Reid awakens instantly, draws in a sudden gasp of breath and clutches at Hotch's wrist so tightly that it hurts. His eyes are wide and he looks utterly lost, panicked.

"Reid," Hotch says, "Reid, it's okay. You were having a nightmare." Reid stares blankly, frightened. "It's okay. It's me. It's Hotch."

There's a glimmer of recognition in Reid's eyes and then he seems to calm, his breathing gradually returning to normal, muscles going from taut to slack as he lets go of Hotch's arm.

"Sorry," he mumbles, his voice a little hoarse.

"You don't need to apologize." There's a moment of silence, and Hotch pats the bed awkwardly, asks, "Are you okay here?"

Reid nods sleepily. "It's fine. It's comfortable. It smells like you." A pause. He covers his face with his hands, rubbing at his eyes. "Sorry. That was inappropriate. I-I'm really tired."

Hotch opens his mouth to respond, but quickly realises that he can't think of a single thing to say to that. "Do you need some water? When was the last time you ate?"

"No, I'm okay," Reid replies.

Hotch isn't entirely convinced, but he doesn't want to coddle him, so he nods and turns to leave.

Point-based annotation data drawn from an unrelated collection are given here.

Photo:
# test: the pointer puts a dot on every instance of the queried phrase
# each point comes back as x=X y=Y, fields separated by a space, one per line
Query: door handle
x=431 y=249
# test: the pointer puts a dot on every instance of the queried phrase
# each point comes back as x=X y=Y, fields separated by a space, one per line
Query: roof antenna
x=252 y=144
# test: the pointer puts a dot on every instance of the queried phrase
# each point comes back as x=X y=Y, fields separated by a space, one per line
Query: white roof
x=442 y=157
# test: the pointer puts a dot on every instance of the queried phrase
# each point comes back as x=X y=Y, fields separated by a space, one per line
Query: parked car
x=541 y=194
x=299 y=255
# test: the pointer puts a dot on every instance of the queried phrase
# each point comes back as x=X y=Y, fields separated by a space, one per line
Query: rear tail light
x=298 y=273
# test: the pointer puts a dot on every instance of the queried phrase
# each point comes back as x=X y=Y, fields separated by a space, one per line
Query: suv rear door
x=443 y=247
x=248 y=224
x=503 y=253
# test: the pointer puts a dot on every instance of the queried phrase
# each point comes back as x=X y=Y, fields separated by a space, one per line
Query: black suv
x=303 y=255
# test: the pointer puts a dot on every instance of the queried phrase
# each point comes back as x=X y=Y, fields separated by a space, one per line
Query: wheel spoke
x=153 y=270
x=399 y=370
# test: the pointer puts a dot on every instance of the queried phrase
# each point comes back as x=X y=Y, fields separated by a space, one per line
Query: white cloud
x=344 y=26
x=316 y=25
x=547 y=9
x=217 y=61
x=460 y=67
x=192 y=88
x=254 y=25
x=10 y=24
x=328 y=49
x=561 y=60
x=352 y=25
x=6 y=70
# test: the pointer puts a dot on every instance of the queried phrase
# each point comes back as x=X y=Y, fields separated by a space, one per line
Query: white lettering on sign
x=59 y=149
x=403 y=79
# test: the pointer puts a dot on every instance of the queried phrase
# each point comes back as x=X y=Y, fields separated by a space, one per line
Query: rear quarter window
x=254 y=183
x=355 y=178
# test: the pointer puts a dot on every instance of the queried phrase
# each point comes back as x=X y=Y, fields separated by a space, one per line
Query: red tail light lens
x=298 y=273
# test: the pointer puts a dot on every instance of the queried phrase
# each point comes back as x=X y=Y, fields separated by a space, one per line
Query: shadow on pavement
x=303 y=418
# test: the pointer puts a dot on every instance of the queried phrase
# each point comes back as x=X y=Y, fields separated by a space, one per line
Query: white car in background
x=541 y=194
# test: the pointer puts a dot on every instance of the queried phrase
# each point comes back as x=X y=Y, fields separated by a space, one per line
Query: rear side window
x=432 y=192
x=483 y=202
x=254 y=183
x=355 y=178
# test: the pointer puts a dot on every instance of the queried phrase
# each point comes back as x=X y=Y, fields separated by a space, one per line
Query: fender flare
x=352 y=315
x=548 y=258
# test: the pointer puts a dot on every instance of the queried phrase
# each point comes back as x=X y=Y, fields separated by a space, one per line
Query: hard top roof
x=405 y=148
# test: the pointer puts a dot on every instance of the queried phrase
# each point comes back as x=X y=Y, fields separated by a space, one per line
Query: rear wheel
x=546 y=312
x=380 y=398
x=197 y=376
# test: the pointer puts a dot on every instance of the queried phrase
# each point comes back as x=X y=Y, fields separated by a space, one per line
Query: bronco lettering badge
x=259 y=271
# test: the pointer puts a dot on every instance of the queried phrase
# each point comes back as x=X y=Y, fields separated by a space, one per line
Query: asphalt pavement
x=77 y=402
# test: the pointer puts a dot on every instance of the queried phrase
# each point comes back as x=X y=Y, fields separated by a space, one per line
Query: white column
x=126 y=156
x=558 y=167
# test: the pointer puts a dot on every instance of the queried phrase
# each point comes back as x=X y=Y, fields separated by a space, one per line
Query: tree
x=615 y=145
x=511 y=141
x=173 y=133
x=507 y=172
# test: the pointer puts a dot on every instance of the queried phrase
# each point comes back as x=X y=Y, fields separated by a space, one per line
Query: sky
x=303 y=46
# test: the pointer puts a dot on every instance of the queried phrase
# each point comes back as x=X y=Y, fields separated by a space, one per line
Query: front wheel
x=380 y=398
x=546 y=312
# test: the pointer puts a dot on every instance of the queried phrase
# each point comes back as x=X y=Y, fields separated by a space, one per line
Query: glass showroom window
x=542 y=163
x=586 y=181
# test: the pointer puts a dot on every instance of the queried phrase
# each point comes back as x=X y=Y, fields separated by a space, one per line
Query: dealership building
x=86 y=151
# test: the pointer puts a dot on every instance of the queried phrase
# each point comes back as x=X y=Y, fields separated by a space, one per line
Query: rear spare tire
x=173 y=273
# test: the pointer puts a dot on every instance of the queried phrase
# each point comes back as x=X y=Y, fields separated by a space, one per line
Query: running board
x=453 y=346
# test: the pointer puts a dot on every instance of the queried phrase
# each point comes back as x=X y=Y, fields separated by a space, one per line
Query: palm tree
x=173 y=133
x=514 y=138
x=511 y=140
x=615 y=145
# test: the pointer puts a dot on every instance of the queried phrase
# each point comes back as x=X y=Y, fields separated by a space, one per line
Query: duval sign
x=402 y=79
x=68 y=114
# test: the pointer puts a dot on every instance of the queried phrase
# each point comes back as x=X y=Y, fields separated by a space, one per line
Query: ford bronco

"Just-Hotch?" comes Reid's voice, small, from behind him. Hotch turns back. "Would you-would you stay with me?" He looks so young, his pale face looking out from the sheets. Hotch hesitates, uncertain. "Just for a minute, I-if I go straight back to sleep, the dreams usually pick up right where they left off."

Hotch gives in at that, and is about to draw in the chair from the corner of the room when Reid shuffles aside, to the other side of the bed, making space. Something twists in Hotch's mind, some sense of unease, but he goes to the bed anyway, clambers unsteadily on, settles down on top of the covers where Reid was lying moments before. There is a warmth there, from his body, and Hotch tries not to think about it.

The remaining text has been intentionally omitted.